The lenders are concerned about increasing default rates in the U.K. A record 30,075 people in England and Wales declared themselves bankrupt in the first quarter, up 24 percent from a year ago, according to government figures.

So far, the lending squeeze hasn't slowed the broader market. In June, 102,000 loans were made for home purchase, the most since November, according to the CML. The lobby group doesn't identify how many were subprime loans.

Even so, higher costs to some borrowers will further inch up the cost of servicing a mortgage, which already is at its highest since 1992, according to Citigroup Inc.

``The longer the situation persists, the more likely it is that we do see the credit crunch feeding through to new borrowers,'' said George Buckley, chief U.K. economist at Deutsche Bank in London.

Next, the Financial Times noted in an earlier article how London property prices--which have been extraordinarily robust--may finally be felled by subprime. As the City of London-based financial services industry encounters tighter credit conditions, fat salaries, fees, and commissions emanating from elevated levels of financial activity may be endangered. In this manner, high-end demand for very pricey London prime addresses may fall:

Fears are growing that the fallout from the US subprime mortgage meltdown will hit house prices in central London, one of the world's hottest high-end property markets.
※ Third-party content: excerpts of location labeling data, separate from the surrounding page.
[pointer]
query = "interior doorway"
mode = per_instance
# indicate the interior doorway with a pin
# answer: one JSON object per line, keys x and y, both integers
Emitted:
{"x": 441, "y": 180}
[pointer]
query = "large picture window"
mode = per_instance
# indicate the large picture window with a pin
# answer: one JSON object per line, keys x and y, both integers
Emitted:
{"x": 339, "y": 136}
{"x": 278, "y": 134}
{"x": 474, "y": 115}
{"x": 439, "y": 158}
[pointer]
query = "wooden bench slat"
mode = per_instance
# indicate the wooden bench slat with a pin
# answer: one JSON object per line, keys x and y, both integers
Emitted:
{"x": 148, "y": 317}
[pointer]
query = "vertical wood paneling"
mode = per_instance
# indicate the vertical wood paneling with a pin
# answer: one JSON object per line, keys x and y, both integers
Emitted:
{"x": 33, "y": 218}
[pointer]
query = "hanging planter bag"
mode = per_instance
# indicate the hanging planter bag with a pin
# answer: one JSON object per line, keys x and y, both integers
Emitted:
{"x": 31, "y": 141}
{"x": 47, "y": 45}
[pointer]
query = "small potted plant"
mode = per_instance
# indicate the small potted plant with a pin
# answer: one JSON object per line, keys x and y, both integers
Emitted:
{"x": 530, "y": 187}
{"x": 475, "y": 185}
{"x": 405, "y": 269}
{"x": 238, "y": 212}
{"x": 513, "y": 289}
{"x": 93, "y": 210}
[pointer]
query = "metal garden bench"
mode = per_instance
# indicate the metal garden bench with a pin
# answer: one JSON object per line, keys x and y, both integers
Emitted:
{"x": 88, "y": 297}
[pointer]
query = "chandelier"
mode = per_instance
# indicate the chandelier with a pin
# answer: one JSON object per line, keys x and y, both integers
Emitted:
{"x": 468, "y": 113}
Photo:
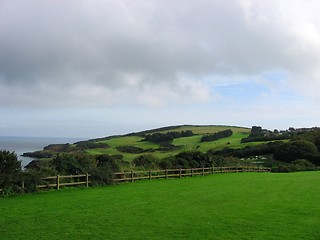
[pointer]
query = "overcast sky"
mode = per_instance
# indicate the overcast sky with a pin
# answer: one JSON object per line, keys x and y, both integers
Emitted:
{"x": 84, "y": 68}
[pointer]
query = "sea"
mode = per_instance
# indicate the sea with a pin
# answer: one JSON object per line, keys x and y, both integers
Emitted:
{"x": 20, "y": 145}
Prices for "prime" homes in the most expensive streets of the capital have risen about 50 per cent in the past two years as a financial services boom has enriched bankers and other professionals in the City of London.

But the global market turmoil unleashed by the US subprime collapse is threatening activity levels at banks in the City, and London property agents are warning that high-end residential prices could suffer as result.

"If there is a downturn in City profits and employment levels, you couldn't be surprised if central London prices fall," said Liam Bailey, head of research at Knight Frank, the property consultancy.

The importance of the City to the economy was underlined as official figures showed business services contributed over half the economic growth in the second quarter of the year.

Mr Bailey said there had long been a correlation between the health of the City and London residential prices. The prime London market suffered badly in 2002 and 2003 after prices of technology and telecommunications shares crashed.

John Young of Humberts, a London estate agent, said the recent "uneasiness" in the City had prompted several deals to fall through. Tracy Kellett, founder of BDI Home Finders in London, a buying agent, said some sellers were dropping prices.

David Forbes, a director of agents Savills in its posh Knightsbridge office, said it was too early to call the market.

Charles Ellingworth of Property Vision, an adviser to home buyers, said City "tremors" had a "huge impact" on buyers' confidence. "We are not seeing panic yet but the closest comparison we have is that this feels remarkably like August 1998."

But in a word of well-deserved caution, given the strength of the rebound after the 1998 financial crisis, he added: "For three months, we didn't do a deal then suddenly in November it all came back to life and we had the two busiest months ever."